DPS officials also said recently that they had, themselves, shared some information with the public that had been requested though the Public Information Act.
"DPS has released some emails and text messages in response to specific public information requests," a DPS spokesperson said, adding that the agency "is waiting for rulings" from the AG's office on several requests.
"The first ruling should be issued sometime in the middle of August," the spokesperson said. "The Texas Ranger investigation remains active and ongoing. We are also waiting for further instruction from the Uvalde County DA with regard to the release of additional information."
The mystery and confusion surrounding the shooting cropped up almost immediately after the attack, as several law enforcement and elected officials shared misleading or contradictory information in the hours and days following the massacre.

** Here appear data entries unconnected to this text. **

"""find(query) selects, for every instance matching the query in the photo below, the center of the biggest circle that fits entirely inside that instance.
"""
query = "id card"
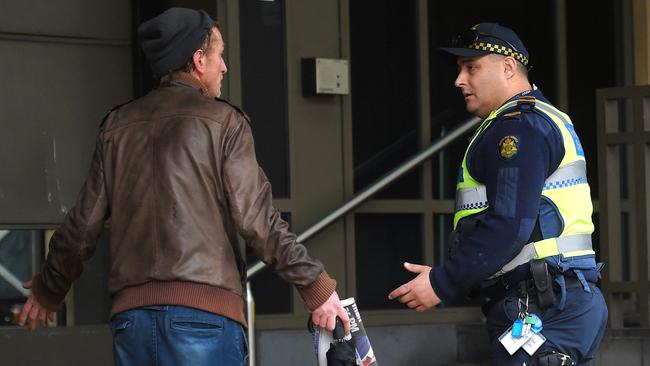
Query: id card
(511, 343)
(534, 343)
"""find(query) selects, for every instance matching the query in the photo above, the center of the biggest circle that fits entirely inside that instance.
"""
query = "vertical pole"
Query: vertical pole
(250, 315)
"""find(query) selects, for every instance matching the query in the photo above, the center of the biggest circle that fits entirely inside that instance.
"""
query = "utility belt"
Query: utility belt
(540, 284)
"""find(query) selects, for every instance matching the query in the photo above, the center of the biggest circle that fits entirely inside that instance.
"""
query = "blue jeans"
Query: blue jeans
(576, 330)
(175, 336)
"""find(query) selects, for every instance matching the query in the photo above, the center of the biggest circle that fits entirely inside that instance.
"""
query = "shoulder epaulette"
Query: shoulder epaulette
(526, 103)
(235, 107)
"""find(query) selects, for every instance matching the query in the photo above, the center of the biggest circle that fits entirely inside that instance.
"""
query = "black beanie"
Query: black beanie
(171, 38)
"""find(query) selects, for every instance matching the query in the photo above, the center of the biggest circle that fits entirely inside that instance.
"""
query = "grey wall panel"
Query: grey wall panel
(53, 98)
(72, 18)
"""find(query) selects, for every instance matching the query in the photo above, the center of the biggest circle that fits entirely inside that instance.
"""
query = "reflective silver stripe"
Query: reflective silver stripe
(565, 244)
(471, 197)
(568, 175)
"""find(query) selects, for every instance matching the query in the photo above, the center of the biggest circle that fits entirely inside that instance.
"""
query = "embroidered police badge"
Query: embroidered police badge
(508, 146)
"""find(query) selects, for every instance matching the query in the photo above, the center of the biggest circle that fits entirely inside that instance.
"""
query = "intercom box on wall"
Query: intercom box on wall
(325, 76)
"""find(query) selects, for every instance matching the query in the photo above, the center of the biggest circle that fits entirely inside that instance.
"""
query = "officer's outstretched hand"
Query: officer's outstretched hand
(325, 315)
(417, 293)
(33, 311)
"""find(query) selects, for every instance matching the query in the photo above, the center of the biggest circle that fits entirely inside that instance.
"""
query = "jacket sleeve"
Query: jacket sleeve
(76, 239)
(259, 223)
(514, 187)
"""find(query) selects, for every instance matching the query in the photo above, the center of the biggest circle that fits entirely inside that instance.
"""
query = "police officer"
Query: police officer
(522, 221)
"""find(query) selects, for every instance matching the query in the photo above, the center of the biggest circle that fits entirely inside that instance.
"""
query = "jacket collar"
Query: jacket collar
(185, 79)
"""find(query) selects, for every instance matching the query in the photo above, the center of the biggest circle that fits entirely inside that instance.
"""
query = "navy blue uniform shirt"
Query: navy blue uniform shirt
(514, 187)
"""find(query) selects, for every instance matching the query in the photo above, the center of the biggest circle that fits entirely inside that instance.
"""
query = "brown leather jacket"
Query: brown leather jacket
(175, 174)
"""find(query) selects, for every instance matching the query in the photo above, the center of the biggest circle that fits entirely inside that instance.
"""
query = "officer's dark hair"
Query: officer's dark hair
(523, 69)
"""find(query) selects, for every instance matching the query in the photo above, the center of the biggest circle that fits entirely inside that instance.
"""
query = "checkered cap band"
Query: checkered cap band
(502, 50)
(565, 183)
(472, 206)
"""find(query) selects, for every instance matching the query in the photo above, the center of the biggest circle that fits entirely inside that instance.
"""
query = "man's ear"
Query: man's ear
(509, 67)
(198, 60)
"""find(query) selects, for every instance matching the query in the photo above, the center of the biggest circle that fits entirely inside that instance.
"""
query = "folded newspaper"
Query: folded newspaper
(324, 339)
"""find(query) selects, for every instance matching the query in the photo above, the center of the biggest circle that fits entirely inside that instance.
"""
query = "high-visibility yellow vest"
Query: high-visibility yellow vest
(566, 188)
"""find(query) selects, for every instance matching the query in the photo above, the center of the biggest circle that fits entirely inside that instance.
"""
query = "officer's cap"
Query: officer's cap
(485, 38)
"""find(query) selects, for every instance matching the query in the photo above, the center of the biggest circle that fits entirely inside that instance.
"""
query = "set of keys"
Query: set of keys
(525, 324)
(525, 331)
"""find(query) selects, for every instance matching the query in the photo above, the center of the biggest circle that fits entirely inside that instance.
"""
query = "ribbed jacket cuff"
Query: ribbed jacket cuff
(44, 296)
(318, 291)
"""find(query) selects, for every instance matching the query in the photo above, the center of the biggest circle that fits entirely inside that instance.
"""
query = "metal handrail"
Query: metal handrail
(359, 199)
(377, 186)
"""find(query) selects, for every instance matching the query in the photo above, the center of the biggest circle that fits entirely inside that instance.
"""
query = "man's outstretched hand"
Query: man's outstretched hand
(325, 315)
(33, 310)
(417, 293)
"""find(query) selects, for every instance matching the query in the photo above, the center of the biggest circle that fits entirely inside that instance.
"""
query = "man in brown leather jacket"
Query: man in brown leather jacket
(175, 173)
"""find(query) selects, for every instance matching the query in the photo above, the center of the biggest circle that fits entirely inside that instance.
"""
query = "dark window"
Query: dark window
(264, 87)
(385, 104)
(383, 243)
(594, 34)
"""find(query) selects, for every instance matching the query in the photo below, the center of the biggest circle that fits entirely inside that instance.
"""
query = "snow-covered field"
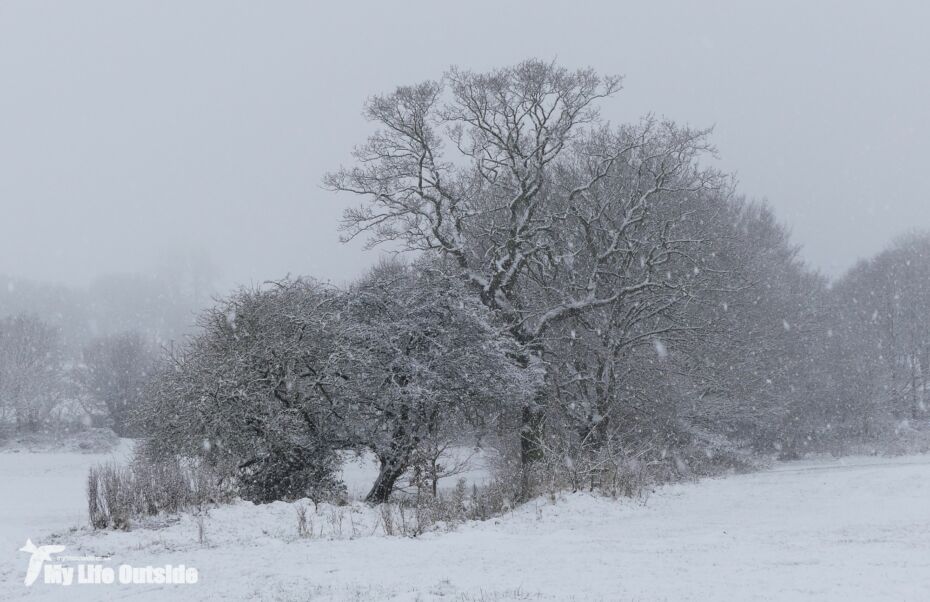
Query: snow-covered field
(853, 529)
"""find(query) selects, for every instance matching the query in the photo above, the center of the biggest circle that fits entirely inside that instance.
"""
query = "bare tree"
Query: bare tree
(510, 173)
(114, 375)
(30, 371)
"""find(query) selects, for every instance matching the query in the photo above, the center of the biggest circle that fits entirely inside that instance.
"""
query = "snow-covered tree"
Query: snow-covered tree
(31, 382)
(254, 393)
(510, 174)
(114, 374)
(420, 354)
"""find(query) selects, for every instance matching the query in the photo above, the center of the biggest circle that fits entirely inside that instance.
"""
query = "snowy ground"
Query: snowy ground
(857, 529)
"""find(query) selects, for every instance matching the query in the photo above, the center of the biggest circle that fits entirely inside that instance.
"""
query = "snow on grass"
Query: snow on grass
(856, 529)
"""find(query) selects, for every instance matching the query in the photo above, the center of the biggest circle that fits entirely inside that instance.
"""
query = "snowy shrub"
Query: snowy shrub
(254, 395)
(118, 494)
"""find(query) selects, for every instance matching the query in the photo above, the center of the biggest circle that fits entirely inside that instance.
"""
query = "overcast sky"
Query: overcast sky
(134, 130)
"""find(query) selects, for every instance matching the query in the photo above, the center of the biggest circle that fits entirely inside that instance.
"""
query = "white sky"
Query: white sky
(131, 130)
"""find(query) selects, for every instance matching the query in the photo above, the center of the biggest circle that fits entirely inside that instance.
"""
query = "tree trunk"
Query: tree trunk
(391, 470)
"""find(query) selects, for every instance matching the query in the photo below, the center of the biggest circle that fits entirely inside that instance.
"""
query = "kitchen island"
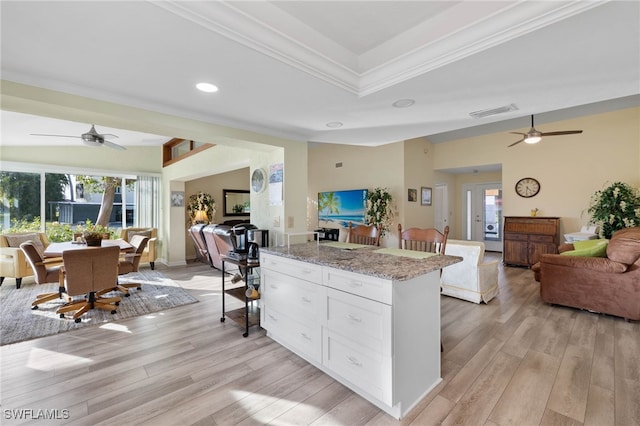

"The fear of a coverup is palpable here, and while most see it as simply part of an intragovernmental 'blame game,' others have made wild accusations that authorities are sweeping some major scandal under the rug," a Texas House of Representatives committee wrote in an extensive report on the shooting released two weeks ago.
"It does become harder to proclaim the truth when it is so opaque. Most fundamentally, there has been a loss of trust in government," the report said.
In response to many media outlets' requests for records and other information, the city of Uvalde has claimed that "any release of records" would "impede a thorough and complete investigation." Several media outlets, including ABC News, are planning to mount a joint challenge to government agencies' limited response to requests.
ABC News' Mike Levine contributed to this report.